En clair, « c’est pas moi, c’est l’autre » (4). Ce n’est plus moi. C’est déjà l’autre. L’autre, c’est Rossel, le groupe de presse belge à qui je suis en train de refourguer La Provence, Nice Matin, Var Matin… Qui se ressemble s’assemble. Le patron de Rossel, Patrick Hurbain, il est comme moi. Aussi primesautier qu’un expert-comptable. Je le confesse : « Les situations professionnelles dans lesquelles je ris et souris sont finalement relativement rares » (5). Et puis, lui aussi, c’est un fils de…

Moi, c’est Philippe Hersant. Le dernier fils du « papivore », Robert. « Accordez-moi de la personnalité, de l’enthousiasme et de la passion avant de penser que je ne suis que le produit d’un père patron de presse », ais-je dû expliquer à ces gauchistes de L’Express (6). Car de la personnalité, j’en ai ! Avec moi, par exemple, le papier, ça ne passe pas. Ce n’est pas faute d’avoir essayé. Papa m’a fait goûter à tout, de la rédaction à l’imprimerie. Puis, après des débuts dans le centre de la France, j’ai été propulsé, à l’âge de 25 ans et mon teint de cachet d’aspirine, à la tête de France Antilles.

A l’époque, loi anti-concentration oblige, il avait fallu couper l’empire en deux.
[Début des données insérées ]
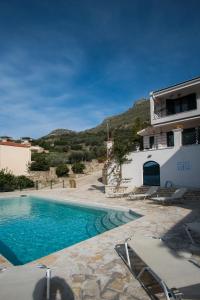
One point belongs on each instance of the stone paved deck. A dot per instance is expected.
(92, 269)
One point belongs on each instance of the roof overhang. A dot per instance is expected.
(176, 88)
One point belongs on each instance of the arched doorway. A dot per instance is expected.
(151, 173)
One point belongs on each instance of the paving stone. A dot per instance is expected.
(109, 295)
(90, 288)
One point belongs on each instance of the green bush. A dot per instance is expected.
(23, 182)
(78, 168)
(62, 170)
(7, 181)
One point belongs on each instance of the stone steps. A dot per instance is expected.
(109, 221)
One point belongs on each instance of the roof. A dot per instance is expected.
(13, 144)
(183, 84)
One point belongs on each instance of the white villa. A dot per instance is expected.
(171, 145)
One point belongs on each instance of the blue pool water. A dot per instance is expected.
(32, 227)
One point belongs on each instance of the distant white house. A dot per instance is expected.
(171, 145)
(15, 157)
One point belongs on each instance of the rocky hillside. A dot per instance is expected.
(89, 144)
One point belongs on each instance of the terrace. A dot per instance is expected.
(92, 269)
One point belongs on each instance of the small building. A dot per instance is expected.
(15, 157)
(171, 145)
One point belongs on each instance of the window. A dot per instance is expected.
(186, 103)
(170, 139)
(151, 142)
(189, 136)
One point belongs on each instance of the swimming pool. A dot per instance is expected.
(32, 227)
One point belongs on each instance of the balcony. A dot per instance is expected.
(168, 110)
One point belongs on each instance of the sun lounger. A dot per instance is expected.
(175, 275)
(177, 195)
(120, 191)
(25, 283)
(152, 190)
(192, 228)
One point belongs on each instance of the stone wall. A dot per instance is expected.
(44, 176)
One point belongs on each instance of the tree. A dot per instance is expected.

Mais « quand l’appétit va, tout va » (7). Alors tout y est passé : la presse, la télé, les gratuits. On a mangé, mangé… On s’est gavé ! Au sens figuré. Je suis épais comme un sandwich SNCF. Ça tombe bien. L’heure est à la cure d’amaigrissement. Avec ma mine de croque-mort, je n’ai aucun mal à faire passer le message essentiel. Papa avait laissé un empire exsangue. Moi, après avoir tenté d’en reconstruire un, je suis en train de le liquider.

« Les situations professionnelles dans lesquelles je ris et souris sont finalement relativement rares »

Il faut dire que j’ai 200 millions d’euros de dettes. Et ça, le Belge, il aime pas. Pourtant, papa avait été administrateur chez Rossel. Ça crée des liens. Des passifs, aussi : en tant qu’actionnaire, on s’est fait sortir en 2005. Mais regardons les choses en face. Les journaux du sud, Hurbain, il est comme moi : il s’en cogne ! A la base, c’est avec le groupe Centre-France qu’il voulait se rapprocher. Pour prendre les commandes. Des fois, Patrick, il est un peu cavalier.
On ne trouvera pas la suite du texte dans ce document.